On the Design of a Bioacoustic Sensor for the Early Detection of the Red Palm Weevil

Autores UPV
Revista Sensors


During the last two decades Red Palm Weevil (RPW, Rynchophorus Ferrugineus) has become one of the most dangerous threats to palm trees in many parts of the World. Its early detection is difficult, since palm trees do not show visual evidence of infection until it is too late for them to recover. For this reason the development of efficient early detection mechanisms is a critical element of RPW pest management systems.
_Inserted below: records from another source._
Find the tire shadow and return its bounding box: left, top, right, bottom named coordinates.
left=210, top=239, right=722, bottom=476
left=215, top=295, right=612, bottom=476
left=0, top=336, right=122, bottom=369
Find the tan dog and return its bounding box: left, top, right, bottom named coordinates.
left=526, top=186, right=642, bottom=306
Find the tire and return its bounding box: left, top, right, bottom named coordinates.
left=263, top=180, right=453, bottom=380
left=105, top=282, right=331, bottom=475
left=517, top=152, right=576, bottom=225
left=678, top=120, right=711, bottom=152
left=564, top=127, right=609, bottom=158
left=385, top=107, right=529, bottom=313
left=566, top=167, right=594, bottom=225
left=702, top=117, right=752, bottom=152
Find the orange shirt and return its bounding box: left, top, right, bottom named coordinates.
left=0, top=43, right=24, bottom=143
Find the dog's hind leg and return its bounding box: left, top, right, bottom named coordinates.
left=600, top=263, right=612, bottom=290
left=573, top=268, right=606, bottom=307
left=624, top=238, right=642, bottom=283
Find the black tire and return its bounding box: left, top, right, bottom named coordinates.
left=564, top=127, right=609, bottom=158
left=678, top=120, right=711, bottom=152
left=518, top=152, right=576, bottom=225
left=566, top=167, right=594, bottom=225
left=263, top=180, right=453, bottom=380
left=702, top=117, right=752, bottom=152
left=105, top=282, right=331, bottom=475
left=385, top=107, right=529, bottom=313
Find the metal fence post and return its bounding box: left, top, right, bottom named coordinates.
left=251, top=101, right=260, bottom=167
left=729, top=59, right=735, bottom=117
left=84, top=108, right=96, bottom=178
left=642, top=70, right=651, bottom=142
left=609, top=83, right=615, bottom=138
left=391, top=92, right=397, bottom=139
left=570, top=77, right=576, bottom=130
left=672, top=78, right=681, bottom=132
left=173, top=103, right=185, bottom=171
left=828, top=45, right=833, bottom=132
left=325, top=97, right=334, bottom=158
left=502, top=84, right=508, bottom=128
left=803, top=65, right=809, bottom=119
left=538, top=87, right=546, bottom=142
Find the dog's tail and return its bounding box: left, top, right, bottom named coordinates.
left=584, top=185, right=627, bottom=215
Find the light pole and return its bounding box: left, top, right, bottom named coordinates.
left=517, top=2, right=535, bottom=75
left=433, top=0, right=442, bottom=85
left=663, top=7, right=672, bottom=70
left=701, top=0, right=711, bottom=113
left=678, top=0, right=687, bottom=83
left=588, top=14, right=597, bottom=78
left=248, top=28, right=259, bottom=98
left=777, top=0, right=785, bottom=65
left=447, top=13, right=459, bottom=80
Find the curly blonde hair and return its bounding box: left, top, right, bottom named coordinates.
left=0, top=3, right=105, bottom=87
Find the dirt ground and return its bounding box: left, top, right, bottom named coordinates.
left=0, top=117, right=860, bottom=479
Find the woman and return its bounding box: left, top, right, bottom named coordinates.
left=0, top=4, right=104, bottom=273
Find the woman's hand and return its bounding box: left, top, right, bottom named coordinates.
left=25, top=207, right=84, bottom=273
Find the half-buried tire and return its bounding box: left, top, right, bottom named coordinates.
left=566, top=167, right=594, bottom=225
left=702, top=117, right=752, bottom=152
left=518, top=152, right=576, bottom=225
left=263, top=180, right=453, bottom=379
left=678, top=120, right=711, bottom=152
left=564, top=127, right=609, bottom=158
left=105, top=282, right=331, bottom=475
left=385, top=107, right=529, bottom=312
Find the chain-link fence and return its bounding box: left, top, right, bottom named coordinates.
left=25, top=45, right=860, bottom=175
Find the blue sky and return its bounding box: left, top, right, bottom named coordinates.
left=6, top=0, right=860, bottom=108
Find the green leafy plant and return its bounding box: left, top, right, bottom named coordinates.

One of the early detection mechanisms proposed in the literature is based on acoustic monitoring, as the activity of RPW larvae inside the palm trunk is audible for human operators under acceptable environmental noise levels (rural areas, night periods, etc.). In this work we propose the design of an autonomous bioacoustic sensor that can be installed in every palm tree under study and is able to analyze the captured audio signal during large periods of time. The results of the audio analysis would be reported wirelessly to a control station, to be subsequently processed and conveniently stored. That control station is to be accessible via the Internet. It is programmed to send warning messages when predefined alarm thresholds are reached, thereby allowing supervisors to check on-line the status and evolution of the palm tree orchards. We have developed a bioacoustic sensor prototype and performed an extensive set of experiments to measure its detection capability, achieving average detection rates over 90%.